We find ourselves hard pressed to identify and analyze all of the fallacies in one post that are woven into George Will’s editorial on global warming today. As our readers will know by now, Will operates at the cutting edge of fallacious reasoning, continually pushing the envelope as he seems to discover new fallacies for us to describe and analyze. Today he advances an interesting and ridiculous reason for scepticism concerning the occurence and dangers of global warming:
While worrying about Montana’s receding glaciers, Schweitzer, who is 50, should also worry about the fact that when he was 20 he was told to be worried, very worried, about global cooling. Science magazine (Dec. 10, 1976) warned of “extensive Northern Hemisphere glaciation.” Science Digest (February 1973) reported that “the world’s climatologists are agreed” that we must “prepare for the next ice age.” The Christian Science Monitor (“Warning: Earth’s Climate is Changing Faster Than Even Experts Expect,” Aug. 27, 1974) reported that glaciers “have begun to advance,” “growing seasons in England and Scandinavia are getting shorter” and “the North Atlantic is cooling down about as fast as an ocean can cool.” Newsweek agreed (“The Cooling World,” April 28, 1975) that meteorologists “are almost unanimous” that catastrophic famines might result from the global cooling that the New York Times (Sept. 14, 1975) said “may mark the return to another ice age.” The Times (May 21, 1975) also said “a major cooling of the climate is widely considered inevitable” now that it is “well established” that the Northern Hemisphere’s climate “has been getting cooler since about 1950.”
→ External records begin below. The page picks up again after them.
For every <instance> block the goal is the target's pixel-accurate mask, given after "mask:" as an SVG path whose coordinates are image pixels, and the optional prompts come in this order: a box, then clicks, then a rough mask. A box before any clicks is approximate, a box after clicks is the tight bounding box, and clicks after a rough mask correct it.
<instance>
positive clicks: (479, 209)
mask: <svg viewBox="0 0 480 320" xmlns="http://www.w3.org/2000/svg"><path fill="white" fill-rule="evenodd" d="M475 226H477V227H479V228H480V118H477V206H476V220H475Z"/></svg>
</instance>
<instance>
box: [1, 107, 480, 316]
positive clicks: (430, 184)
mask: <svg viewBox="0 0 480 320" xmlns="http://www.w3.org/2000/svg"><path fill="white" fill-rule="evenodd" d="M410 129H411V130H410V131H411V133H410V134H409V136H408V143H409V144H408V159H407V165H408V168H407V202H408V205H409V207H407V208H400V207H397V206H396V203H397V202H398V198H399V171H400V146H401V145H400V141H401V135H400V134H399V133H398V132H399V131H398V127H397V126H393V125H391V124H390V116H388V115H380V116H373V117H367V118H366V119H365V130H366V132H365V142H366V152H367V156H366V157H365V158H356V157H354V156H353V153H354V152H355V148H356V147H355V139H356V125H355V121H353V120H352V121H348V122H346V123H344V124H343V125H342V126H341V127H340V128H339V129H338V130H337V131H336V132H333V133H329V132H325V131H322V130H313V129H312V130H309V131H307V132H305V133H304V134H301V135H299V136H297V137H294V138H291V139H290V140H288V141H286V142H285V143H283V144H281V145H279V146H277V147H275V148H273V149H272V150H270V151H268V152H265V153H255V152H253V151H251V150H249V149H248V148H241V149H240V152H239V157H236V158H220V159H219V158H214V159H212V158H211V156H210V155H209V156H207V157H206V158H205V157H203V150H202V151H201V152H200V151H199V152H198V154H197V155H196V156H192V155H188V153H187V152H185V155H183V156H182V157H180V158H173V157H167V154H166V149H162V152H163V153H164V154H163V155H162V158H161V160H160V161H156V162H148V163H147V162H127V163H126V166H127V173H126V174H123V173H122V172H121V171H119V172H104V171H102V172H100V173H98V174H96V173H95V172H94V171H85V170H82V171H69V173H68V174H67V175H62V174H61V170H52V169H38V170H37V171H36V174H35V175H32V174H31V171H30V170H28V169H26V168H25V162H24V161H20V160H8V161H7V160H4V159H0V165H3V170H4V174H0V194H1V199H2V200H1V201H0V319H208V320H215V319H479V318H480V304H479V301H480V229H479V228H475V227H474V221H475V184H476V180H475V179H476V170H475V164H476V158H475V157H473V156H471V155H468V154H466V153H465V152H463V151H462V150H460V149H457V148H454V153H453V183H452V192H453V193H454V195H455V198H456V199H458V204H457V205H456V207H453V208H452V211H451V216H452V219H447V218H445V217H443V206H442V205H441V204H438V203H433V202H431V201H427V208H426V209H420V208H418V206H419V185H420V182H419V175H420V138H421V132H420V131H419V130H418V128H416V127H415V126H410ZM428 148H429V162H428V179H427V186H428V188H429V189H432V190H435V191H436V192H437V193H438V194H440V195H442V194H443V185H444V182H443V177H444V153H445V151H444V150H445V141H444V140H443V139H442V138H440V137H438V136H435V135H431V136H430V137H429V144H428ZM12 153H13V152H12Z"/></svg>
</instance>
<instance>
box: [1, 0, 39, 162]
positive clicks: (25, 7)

He seems to be arguing that we should distrust current scientific beliefs because in the past scientists held different beliefs. Undoubtedly, somewhere in some version of this claim there is a glimmer of a reflection of a truth, at best. Scientififc controversy implies that the arguments and evidence advanced for a hypothesis have not yet persauded the scientific community. In a conditon of controversy we may do best to withold judgment and decision until the controversy is resolved. But, in the form that Will needs the premise in order to support his beliefs about global warming, this argument is flat-out absurd. Will does not argue here that there is controversy today among climate scientists–in fact, the vast majority seem to conclude from the relevant evidence the standard view of global warming–but that today’s scientists disagree with past scientists
One might as well argue that since scientists in the past thought that the past belief in the geocentric solar system suggests that we should not believe the current helio-centric theory: or, that since atoms were thought to be indivisible that we should doubt current belief in sub-atomic particles.
The closest I can come to categorizing this fallacy is as a version of the fallacy from ignorance. That isn’t exactly correct, since Will’s argument is really that because there has been disagreement about an hypothesis, we should not accept the arguments in favor of the hypothesis.
There are difficult questions about the nature of scientific reasoning and theorizing that such changes in scientific belief prompt. But, Will uses this change fallaciously to suggest that it provides reason for scepticism concerning the truth of the current view, and so he avoids the serious work of responding to serious arguments advanced by a seemingly vast majority of the climate scientists around the world.